Вопль усилился, на этот раз он, вне всякого сомнения, походил на громкий плач грудного младенца.
– Боже мой! – Шмидт был готов впасть в глубокую истерику. – Ребенок! Рыдает!
– Я ничего не слышу.
– Ребенок, это детский плач, Канн. – Шмидт почти причитал. – Где-то там, перед нами! В глубине коридора ребенок! О небо, неужели такое возможно?
– Шмидт, а вы куда как трусливее, чем я предполагал! – Голос Канна был преисполнен ледяного презрения. – И как только вы смогли завоевать доверие Аненербе? Прекратите хныкать и следуйте за мной.
Канн двинулся вперед, не обращая внимания на спутника. Окоченевший от страха Шмидт поспешил за ним. Обернувшись, он краешком глаза приметил какую-то неразличимую тень. Он мог поклясться, что это был ребенок. Шмидт закрыл глаза, чтобы отогнать видение, а когда открыл их, кто-то или что-то отчетливо прошептало вблизи него:
– Multi famam…
Марко Шмидт мысленно дополнил эти два слова, припомнив давно знакомую ему сентенцию:
– …consientiam pauci ventur[39].
9
Это был старый полуразвалившийся дом. Высокие липы, теснившиеся на заднем дворе, придавали ему вид заброшенной сторожки на самом краю света. Похоже, эта сгнившая хибара из самана, крытая черепицей, была построена в самом начале века, олицетворяя собой на практике единение вечного сербского стремления к семейному очагу и врожденной скромности южан. Домишко окружал низкий деревянный забор из подгнивших досок. Двор с садом, некогда, несомненно, ухоженный, теперь зарос дикой травой. От калитки к дверям вела длинная утоптанная тропа.
Неманя поглядывал то на нее, то на окна дома, откуда пробивался слабый мерцающий свет.
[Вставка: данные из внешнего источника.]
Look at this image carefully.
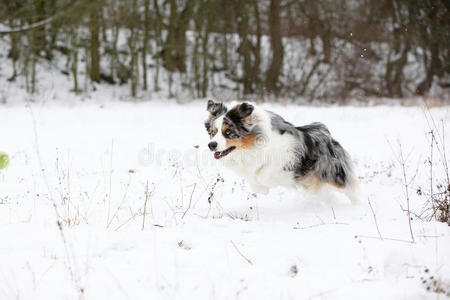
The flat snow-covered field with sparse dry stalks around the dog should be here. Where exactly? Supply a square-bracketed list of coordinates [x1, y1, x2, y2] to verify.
[0, 101, 450, 300]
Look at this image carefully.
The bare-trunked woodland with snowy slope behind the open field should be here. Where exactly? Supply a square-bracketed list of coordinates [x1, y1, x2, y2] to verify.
[0, 0, 450, 102]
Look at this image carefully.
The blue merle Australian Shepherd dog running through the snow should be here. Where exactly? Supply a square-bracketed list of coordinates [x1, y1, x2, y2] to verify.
[205, 100, 359, 203]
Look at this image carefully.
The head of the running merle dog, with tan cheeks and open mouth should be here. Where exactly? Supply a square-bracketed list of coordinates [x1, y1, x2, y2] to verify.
[205, 100, 256, 159]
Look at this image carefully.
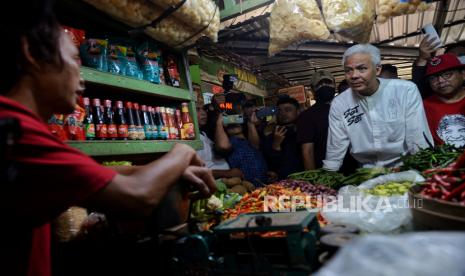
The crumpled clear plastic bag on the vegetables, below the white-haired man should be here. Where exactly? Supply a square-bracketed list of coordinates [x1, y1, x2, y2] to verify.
[321, 171, 425, 232]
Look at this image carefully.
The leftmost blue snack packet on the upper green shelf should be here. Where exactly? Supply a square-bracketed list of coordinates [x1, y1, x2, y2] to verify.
[81, 38, 108, 71]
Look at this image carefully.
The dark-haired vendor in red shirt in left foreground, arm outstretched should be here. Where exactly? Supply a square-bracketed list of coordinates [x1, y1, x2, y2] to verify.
[0, 0, 215, 276]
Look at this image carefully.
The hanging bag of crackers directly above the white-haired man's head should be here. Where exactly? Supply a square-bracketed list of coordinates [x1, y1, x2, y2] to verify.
[321, 0, 375, 43]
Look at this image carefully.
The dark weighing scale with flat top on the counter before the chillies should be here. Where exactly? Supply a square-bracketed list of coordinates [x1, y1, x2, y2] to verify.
[214, 210, 320, 275]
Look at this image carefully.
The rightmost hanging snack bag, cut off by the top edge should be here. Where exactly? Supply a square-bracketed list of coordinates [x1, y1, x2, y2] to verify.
[376, 0, 431, 24]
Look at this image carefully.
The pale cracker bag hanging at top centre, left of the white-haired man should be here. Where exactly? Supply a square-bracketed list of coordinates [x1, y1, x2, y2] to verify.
[268, 0, 329, 56]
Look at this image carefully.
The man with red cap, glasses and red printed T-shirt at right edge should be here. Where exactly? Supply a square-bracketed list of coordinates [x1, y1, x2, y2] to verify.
[423, 54, 465, 147]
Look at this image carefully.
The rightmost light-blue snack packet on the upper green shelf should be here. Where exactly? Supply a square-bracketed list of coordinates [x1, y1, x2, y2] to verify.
[137, 42, 161, 84]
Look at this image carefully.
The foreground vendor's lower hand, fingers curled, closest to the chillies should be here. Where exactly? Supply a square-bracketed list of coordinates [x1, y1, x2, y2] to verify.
[182, 166, 216, 197]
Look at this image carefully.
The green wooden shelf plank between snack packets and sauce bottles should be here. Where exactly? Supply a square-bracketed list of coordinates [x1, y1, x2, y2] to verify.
[81, 67, 191, 101]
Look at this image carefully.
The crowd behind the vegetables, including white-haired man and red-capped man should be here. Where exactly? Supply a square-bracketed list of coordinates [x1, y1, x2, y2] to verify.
[198, 36, 465, 186]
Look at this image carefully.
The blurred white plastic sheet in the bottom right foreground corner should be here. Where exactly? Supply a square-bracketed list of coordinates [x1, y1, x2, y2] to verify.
[315, 232, 465, 276]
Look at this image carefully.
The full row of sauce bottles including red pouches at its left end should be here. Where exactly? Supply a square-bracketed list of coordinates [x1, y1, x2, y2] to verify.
[49, 98, 195, 140]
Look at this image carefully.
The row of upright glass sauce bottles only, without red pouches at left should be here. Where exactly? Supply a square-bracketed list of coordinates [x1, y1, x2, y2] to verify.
[84, 98, 195, 140]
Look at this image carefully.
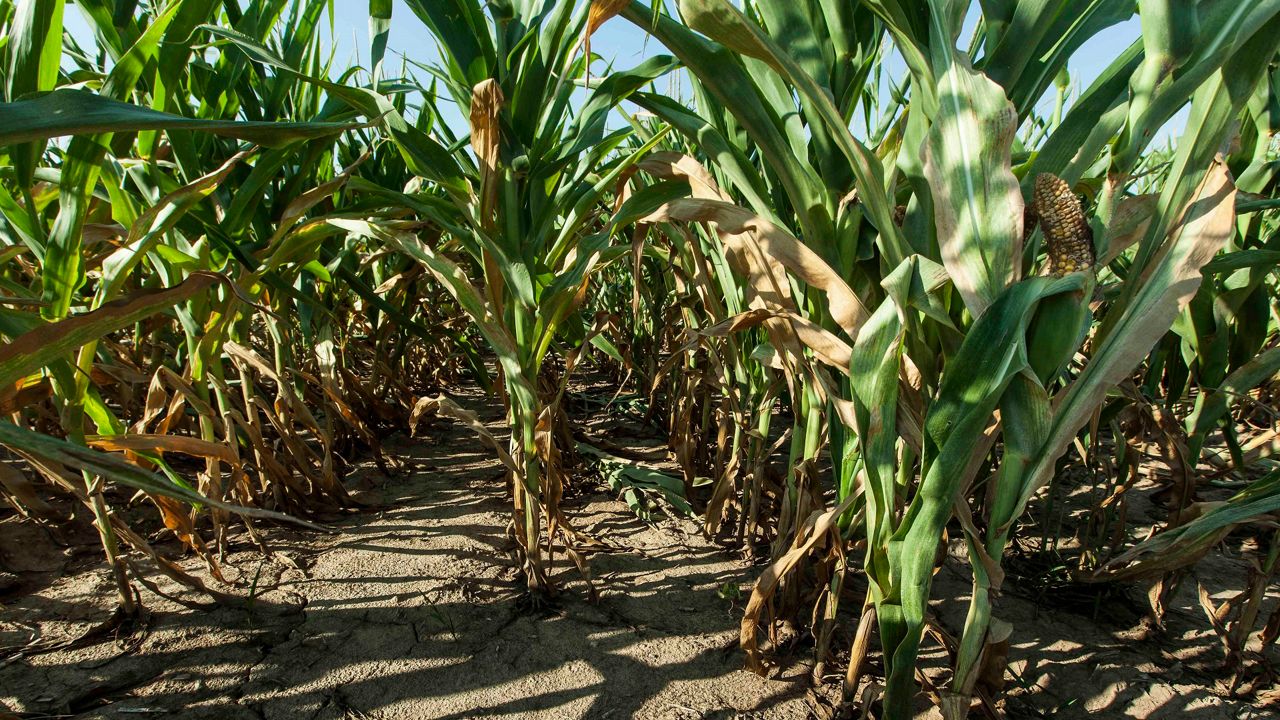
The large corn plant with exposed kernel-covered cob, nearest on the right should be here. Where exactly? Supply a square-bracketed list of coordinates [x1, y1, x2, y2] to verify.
[628, 0, 1275, 717]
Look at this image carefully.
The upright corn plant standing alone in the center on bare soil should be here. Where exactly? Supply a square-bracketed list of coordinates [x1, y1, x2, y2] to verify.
[335, 0, 673, 592]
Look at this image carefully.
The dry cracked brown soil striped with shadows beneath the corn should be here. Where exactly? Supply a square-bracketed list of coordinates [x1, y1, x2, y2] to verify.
[0, 386, 1266, 720]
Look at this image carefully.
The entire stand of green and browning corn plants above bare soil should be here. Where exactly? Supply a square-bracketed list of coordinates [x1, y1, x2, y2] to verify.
[0, 0, 1280, 720]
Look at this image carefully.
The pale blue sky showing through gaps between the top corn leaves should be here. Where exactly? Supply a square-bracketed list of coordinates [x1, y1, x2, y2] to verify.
[65, 0, 1187, 137]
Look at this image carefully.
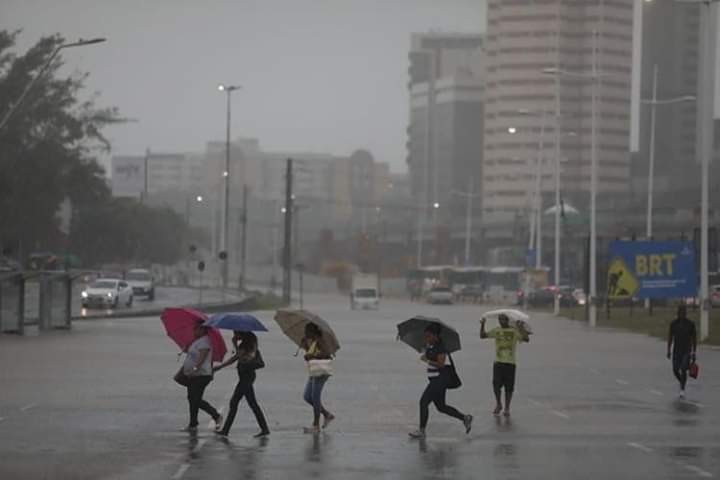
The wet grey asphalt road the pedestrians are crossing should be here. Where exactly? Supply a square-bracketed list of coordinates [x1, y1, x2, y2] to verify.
[0, 297, 720, 480]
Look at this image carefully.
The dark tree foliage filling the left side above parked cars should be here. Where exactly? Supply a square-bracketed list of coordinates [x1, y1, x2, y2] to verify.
[0, 30, 187, 264]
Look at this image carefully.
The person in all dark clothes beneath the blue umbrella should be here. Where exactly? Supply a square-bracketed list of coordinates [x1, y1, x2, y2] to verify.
[213, 331, 270, 438]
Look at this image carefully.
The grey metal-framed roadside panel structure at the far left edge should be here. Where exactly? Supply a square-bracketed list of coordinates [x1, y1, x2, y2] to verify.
[0, 272, 73, 335]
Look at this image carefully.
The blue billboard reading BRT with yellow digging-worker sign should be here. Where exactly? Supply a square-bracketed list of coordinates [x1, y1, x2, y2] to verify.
[607, 240, 698, 299]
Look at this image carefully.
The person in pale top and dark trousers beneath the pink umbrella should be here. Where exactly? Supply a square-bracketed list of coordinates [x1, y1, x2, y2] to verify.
[183, 323, 223, 433]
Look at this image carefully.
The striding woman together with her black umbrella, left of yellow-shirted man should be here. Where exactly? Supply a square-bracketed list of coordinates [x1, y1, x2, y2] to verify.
[398, 317, 473, 439]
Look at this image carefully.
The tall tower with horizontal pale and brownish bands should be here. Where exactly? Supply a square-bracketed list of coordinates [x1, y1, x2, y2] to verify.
[483, 0, 636, 251]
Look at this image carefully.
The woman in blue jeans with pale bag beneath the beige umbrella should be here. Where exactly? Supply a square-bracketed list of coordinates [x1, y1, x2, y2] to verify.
[301, 323, 335, 433]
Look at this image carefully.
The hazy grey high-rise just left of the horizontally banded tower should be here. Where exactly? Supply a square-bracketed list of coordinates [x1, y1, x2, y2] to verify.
[407, 33, 484, 263]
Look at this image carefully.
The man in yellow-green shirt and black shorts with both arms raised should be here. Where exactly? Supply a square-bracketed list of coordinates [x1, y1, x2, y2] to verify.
[480, 314, 530, 417]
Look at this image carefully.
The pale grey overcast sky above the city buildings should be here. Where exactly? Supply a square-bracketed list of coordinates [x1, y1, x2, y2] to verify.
[0, 0, 485, 171]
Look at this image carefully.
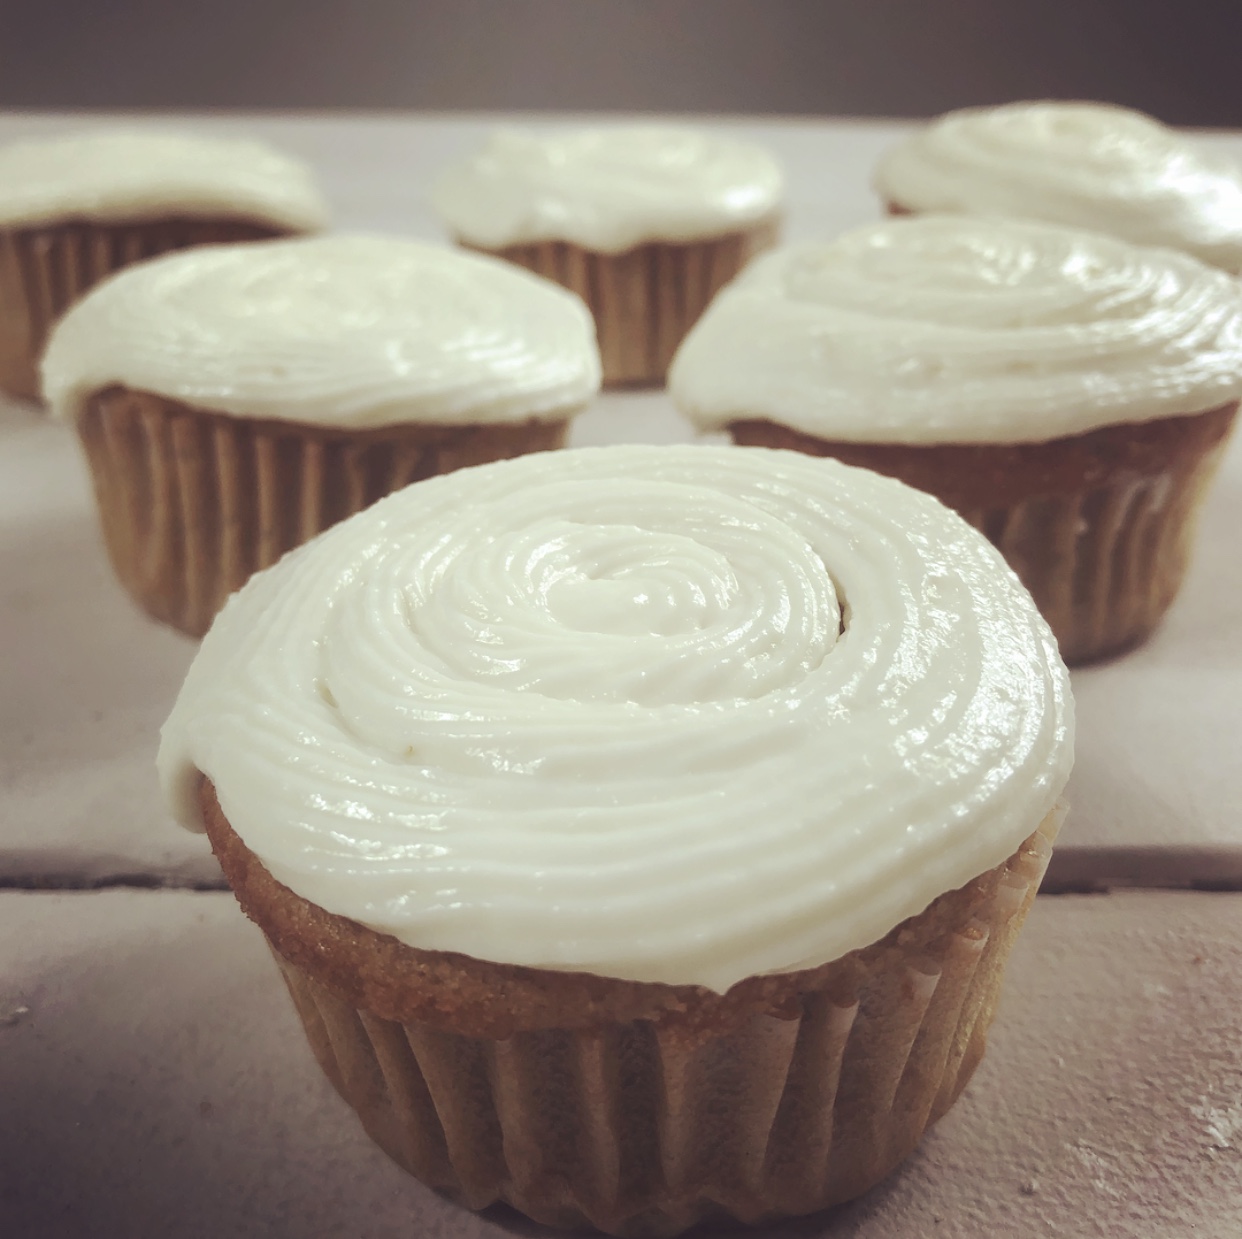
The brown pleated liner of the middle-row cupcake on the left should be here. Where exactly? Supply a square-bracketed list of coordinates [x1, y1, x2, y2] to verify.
[77, 387, 568, 637]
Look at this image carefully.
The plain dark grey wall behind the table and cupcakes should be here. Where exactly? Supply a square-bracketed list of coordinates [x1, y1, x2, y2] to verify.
[0, 0, 1242, 127]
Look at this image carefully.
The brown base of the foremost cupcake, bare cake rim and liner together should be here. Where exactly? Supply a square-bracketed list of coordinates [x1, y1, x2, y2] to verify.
[202, 783, 1063, 1235]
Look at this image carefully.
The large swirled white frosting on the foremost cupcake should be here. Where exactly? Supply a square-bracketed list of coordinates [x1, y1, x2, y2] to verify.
[159, 444, 1073, 991]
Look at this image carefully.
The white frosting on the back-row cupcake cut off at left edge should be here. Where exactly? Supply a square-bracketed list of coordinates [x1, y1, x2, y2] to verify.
[0, 129, 328, 232]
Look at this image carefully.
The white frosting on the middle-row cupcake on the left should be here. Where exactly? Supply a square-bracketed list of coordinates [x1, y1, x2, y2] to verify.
[42, 236, 600, 427]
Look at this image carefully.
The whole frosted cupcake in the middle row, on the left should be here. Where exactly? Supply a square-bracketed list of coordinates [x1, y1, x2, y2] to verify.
[43, 237, 600, 637]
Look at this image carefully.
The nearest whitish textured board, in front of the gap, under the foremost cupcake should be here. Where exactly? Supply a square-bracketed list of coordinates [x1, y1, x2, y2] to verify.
[0, 891, 1242, 1239]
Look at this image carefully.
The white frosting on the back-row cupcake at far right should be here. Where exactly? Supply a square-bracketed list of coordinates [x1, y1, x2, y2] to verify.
[876, 103, 1242, 272]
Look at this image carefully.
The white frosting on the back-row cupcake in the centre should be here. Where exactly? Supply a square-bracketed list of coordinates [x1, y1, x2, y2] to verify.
[432, 125, 784, 253]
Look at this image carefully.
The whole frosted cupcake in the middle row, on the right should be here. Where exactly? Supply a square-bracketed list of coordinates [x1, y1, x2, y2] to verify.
[669, 216, 1242, 664]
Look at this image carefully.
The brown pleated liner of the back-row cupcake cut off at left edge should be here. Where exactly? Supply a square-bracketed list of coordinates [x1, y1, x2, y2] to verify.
[0, 220, 288, 400]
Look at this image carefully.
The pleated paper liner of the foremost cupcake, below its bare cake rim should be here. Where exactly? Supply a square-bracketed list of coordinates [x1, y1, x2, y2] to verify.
[257, 806, 1063, 1235]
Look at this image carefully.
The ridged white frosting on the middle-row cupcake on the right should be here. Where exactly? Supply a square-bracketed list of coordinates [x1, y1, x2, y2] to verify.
[668, 216, 1242, 443]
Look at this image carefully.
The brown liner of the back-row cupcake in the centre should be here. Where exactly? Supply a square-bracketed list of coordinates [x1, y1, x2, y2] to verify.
[469, 221, 779, 386]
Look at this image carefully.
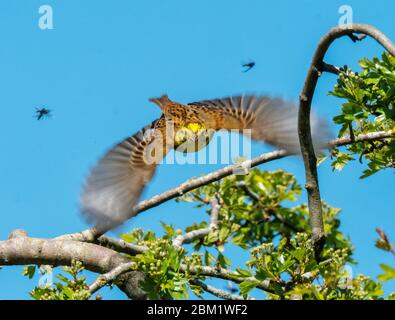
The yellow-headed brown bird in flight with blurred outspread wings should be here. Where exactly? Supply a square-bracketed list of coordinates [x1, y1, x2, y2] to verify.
[81, 95, 327, 229]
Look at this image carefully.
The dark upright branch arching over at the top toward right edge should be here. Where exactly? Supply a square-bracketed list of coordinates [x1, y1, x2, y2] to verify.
[298, 24, 395, 258]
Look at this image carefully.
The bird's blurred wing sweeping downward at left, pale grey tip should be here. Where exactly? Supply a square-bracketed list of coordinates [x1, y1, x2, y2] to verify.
[81, 117, 168, 230]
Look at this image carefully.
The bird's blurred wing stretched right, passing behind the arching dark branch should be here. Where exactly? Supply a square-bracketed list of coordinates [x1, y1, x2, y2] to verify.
[189, 95, 329, 153]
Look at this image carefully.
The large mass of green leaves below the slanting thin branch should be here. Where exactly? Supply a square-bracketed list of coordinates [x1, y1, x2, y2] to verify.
[115, 169, 392, 299]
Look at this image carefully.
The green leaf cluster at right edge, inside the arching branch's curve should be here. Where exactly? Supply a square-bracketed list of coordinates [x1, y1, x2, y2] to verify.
[330, 53, 395, 178]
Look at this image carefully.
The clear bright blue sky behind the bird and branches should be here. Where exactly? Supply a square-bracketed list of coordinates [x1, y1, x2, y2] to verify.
[0, 0, 395, 299]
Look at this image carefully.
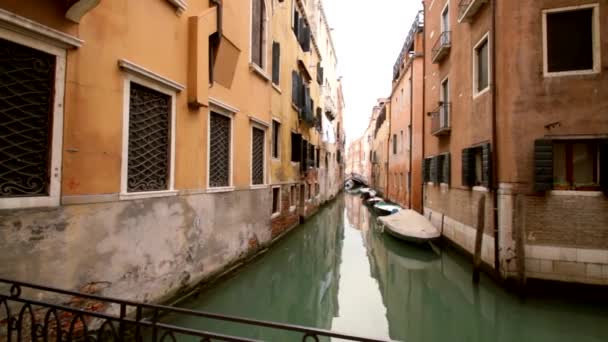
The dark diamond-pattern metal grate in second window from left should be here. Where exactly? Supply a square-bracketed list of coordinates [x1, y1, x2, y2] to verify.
[127, 83, 171, 192]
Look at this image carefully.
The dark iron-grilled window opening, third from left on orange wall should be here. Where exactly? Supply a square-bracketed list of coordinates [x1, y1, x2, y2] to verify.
[209, 112, 232, 188]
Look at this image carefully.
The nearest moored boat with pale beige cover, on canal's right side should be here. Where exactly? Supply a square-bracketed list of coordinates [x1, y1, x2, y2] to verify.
[379, 209, 441, 243]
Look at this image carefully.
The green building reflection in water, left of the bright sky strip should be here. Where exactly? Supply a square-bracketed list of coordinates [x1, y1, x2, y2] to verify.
[166, 199, 344, 341]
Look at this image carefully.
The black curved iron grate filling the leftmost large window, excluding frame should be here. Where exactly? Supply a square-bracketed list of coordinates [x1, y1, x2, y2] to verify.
[0, 39, 55, 197]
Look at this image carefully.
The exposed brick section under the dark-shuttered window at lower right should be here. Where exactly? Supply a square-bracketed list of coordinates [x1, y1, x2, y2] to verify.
[525, 194, 608, 248]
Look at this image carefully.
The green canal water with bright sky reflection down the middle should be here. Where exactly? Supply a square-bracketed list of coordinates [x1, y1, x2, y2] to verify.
[167, 195, 608, 342]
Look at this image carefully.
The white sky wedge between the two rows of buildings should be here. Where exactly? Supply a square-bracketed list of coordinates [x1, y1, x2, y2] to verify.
[323, 0, 422, 143]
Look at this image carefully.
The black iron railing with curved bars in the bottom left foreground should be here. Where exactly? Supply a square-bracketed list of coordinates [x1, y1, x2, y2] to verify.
[0, 278, 390, 342]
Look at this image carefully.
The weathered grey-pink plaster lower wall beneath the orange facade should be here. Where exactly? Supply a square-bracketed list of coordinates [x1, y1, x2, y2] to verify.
[0, 188, 272, 302]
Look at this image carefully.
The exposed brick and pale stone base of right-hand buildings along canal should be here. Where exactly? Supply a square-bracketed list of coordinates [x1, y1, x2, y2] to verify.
[424, 183, 608, 285]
Время от времени в них мелькала какая-то тень, только это и свидетельствовало, что в доме все-таки кто-то живет.
Он простоял почти полчаса, всматриваясь то в окна, то в узкую тропинку, протоптанную в траве.
Там, за оконным стеклом, его старый друг считает свои последние дни. Согбенная тень, что время от времени появляется в окне, конечно же, принадлежит его сестре.
«Боже, – подумал Неманя, – какой жестокой может оказаться жизнь! Неужели именно ты, мой Драгутин, ты, который когда-то носил только французские шелковые рубашки, а в белградских салонах пил исключительно «Хенесси», по которому на белградских балах сходили с ума прекрасные дамы, неужели ты заканчиваешь свою жизнь в этом захолустье? На что тогда надеются все прочие наши приятели, которые тебе и в подметки не годились?»
Неманя тут же припомнил и свои прекрасные дни в том Белграде, которого больше нет, в Белграде, который в апреле 1941-го сровняли с землей швабские бомбы. Припомнил и Драгутина, тогда еще молодого поручика, перед которым открывалась прекрасная карьера, их гулянки по кафанам Скадарлии[40], припомнил и вопрос, которым Драгутин постоянно докучал ему: «Скажи, Неманя, почему я тебя ни разу не видел пьяным?»